An analysis of the impact on Māori property rights in fisheries of Marine Protected Areas and recreational fishing outside the Quota Management System
This study was commissioned by Te Ohu Kaimoana to provide an independent analysis of Ecosystem-Based Management (EBM) and Marine Protected Area (MPA) application in Aotearoa – New Zealand.
As the expansion of MPAs in Aotearoa follows from international efforts to establish or expand MPAs and apply the concept of EBM more generally, this project begins by carrying out a critical overview of the adoption of these approaches worldwide. This international context is then used to examine the New Zealand experience and implications for Māori fisheries rights specifically.
Are MPAs actually a successful tool for protecting ecosystems from risks? If they are indeed a successful way of safeguarding our ecosystems, we would need to incorporate this into our policy advice and discussions with iwi. If not, we need to ask: Why are MPAs still proposed as the primary response to ecosystem protection when the adverse impact on Māori rights, local communities and even the long-term effectiveness of alternative responses appears to outweigh the benefits?
The idea of ‘protected areas’ in the marine environment stems from the Convention on Biological Diversity. In Aotearoa, we are grappling with marine protected areas as a management tool: What are they and what problems are they intended to address?
We believe this report makes a major contribution to the discussions necessary to ensure marine policy supports our ongoing relationship with Tangaroa and ensures the Deed of Settlement and Te Tiriti o Waitangi endures.
To read the study, please click below.
Background on the creation of the study
Prof. Gary Libecap is renowned for his work in environmental economics. So, we asked him to undertake some study, to find out what the international literature says on the effectiveness of Marine Protected Areas.
We’re interested in the kōrero about Marine Protected Areas for two reasons.
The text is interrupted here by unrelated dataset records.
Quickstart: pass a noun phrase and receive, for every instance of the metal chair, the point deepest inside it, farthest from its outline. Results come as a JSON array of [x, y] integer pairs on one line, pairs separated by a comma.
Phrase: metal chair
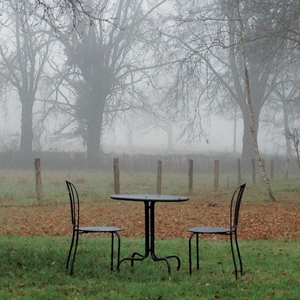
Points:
[[231, 231], [77, 230]]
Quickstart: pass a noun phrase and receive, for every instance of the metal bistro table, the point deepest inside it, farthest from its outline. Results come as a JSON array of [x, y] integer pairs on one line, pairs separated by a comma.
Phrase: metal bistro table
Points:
[[149, 202]]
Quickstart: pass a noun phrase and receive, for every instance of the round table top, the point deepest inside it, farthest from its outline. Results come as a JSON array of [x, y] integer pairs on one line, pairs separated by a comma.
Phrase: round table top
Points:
[[149, 197]]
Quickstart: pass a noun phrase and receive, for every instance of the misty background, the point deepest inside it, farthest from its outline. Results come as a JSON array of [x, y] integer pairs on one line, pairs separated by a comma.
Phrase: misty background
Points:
[[148, 77]]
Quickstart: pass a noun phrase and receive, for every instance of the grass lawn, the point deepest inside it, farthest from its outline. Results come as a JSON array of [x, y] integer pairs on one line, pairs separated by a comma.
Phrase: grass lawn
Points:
[[34, 268]]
Firstly because they have the potential to impact Māori fishing rights in a monumental way – and the Kermadec Ocean Sanctuary is a perfect example of this. And secondly because we wanted to know if Marine Protected Areas actually are a successful measure for ecosystem protection.
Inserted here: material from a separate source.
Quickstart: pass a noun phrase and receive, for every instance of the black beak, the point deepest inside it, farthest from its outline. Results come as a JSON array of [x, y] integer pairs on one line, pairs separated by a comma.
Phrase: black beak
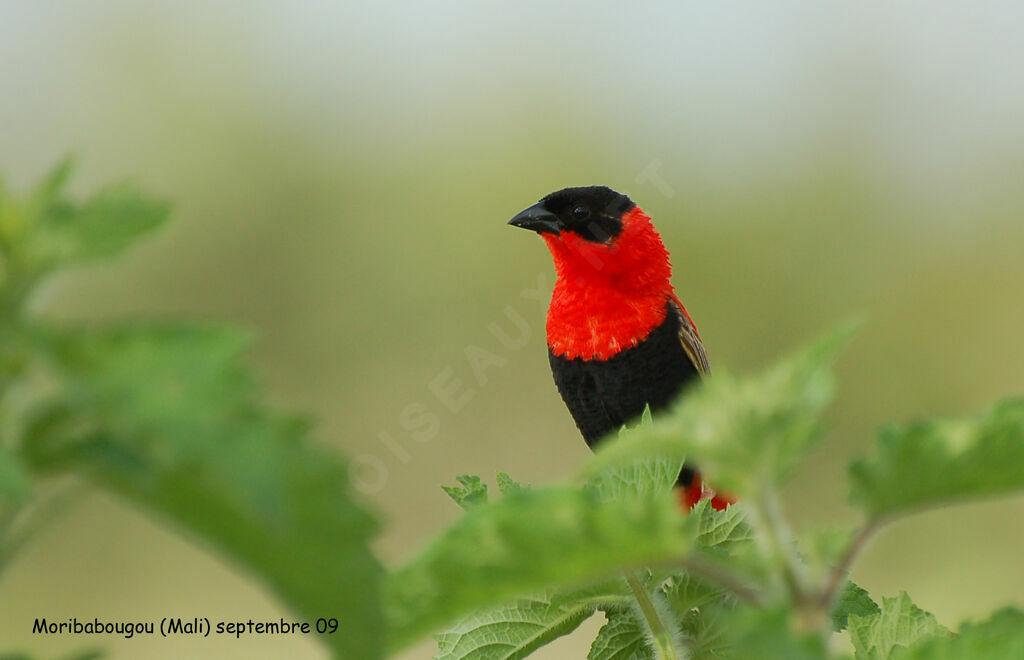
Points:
[[537, 218]]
If they are a necessary and successful measure to safeguard our ecosystem, then we’d need to incorporate this into our policy advice and discussions with iwi. If not, then it begs the question:
Why are Marine Protected Areas still proposed as the primary response to ecosystem protection when the adverse impact – in this instance to Māori rights, local communities and even the long-term effectiveness of alternative responses – outweighs the benefit?
This is precisely the question Prof Gary Libecap asked.